London, Tokyo, New York, Hong Kong and Paris led the list and also accounted for almost a quarter of all real estate investments, excluding residential buildings. However, a shift was occuring with the rise of new cities, particularly Asian locations like Beijing and Shanghai, said Jones Lang LaSalle. Ten Chinese cities are also projected to be the fastest-growing, based on GDP.
We are already seeing a shift in where real estate investors are sending their capital, said Peter Roberts, CEO of the Americas at Jones Lang LaSalle, in a statement. The top 30 cities for real estate investment will become the top 50 as investors diversify their portfolios and corporate occupiers expand their geographic footprints to include emerging cities.

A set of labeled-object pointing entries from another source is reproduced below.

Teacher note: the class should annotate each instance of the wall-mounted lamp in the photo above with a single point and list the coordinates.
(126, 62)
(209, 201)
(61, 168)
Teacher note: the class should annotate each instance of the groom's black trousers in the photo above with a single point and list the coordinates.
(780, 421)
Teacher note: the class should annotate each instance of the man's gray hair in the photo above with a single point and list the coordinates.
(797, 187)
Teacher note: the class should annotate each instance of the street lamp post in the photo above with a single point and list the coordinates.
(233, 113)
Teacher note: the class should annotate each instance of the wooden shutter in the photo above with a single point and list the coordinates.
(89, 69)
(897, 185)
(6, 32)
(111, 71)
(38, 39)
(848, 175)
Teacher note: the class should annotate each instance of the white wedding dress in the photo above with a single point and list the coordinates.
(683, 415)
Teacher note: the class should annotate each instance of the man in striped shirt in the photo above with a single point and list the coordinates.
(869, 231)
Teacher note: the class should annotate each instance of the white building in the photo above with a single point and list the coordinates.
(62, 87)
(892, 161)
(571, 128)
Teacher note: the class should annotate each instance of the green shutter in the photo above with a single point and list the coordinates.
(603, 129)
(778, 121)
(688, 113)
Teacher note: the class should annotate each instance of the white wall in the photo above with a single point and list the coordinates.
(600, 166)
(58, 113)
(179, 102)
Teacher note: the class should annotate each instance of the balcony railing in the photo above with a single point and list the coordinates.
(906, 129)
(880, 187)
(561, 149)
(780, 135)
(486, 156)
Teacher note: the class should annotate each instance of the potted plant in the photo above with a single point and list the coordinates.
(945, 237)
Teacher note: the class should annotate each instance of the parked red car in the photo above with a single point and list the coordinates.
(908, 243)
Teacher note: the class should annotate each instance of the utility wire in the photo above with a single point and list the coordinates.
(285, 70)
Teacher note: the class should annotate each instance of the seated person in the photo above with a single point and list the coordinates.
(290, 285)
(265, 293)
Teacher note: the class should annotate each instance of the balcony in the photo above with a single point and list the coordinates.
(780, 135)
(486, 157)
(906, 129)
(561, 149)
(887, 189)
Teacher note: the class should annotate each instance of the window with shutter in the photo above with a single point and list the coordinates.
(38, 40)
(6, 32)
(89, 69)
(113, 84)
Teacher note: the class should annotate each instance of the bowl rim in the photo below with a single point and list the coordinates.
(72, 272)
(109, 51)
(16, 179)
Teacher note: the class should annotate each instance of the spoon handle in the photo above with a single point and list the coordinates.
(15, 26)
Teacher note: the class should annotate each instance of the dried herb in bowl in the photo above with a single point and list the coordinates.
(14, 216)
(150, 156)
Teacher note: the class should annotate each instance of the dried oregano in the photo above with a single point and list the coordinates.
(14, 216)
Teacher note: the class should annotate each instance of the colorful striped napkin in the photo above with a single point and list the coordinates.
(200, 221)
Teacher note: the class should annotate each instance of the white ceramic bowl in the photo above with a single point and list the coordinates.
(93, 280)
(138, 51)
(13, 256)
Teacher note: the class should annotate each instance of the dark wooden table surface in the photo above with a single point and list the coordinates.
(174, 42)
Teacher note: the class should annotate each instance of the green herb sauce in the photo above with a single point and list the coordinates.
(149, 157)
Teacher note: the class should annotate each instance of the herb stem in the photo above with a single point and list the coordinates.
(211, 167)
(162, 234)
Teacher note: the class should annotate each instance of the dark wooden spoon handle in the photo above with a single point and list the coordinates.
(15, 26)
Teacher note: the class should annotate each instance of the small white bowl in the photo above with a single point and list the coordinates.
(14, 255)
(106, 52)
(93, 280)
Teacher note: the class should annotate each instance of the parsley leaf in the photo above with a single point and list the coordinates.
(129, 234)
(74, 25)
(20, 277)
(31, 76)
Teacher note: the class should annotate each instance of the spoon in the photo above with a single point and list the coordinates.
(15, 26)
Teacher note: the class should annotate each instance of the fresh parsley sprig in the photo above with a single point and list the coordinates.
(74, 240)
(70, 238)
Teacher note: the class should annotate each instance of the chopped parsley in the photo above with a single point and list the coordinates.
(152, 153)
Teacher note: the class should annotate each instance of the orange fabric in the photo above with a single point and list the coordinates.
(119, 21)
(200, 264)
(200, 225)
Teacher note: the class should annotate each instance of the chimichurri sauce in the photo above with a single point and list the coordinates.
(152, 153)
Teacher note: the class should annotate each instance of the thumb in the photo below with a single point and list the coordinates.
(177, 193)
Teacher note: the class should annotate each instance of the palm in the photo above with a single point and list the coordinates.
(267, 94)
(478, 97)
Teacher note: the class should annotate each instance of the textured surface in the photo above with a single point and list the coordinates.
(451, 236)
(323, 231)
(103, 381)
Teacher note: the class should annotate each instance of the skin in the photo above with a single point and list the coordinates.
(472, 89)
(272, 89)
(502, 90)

Although China dominates growth, a number of U.S. cities are expected to grow significantly, and the country currently has half of the world's office stock and more than a third of all commercial real estate investment. Eleven U.S. cities are expected to make up the 30 largest cities by GDP by 2020, including Austin, Texas, and Raleigh-Durham, N.C., which are expected to grow through technology and innovation.
Europe's growth is expected to be more modest, with London, Paris, Moscow and Istanbul identified as truly global cities. But high-value cities such as Munich and Stockholm as expected to perform well.
Jones Lang LaSalle said that the report demonstrated that investors continue to focus on prominent, stable cities, in contrast to corporate tenants, which are already moving deeper into new geographies.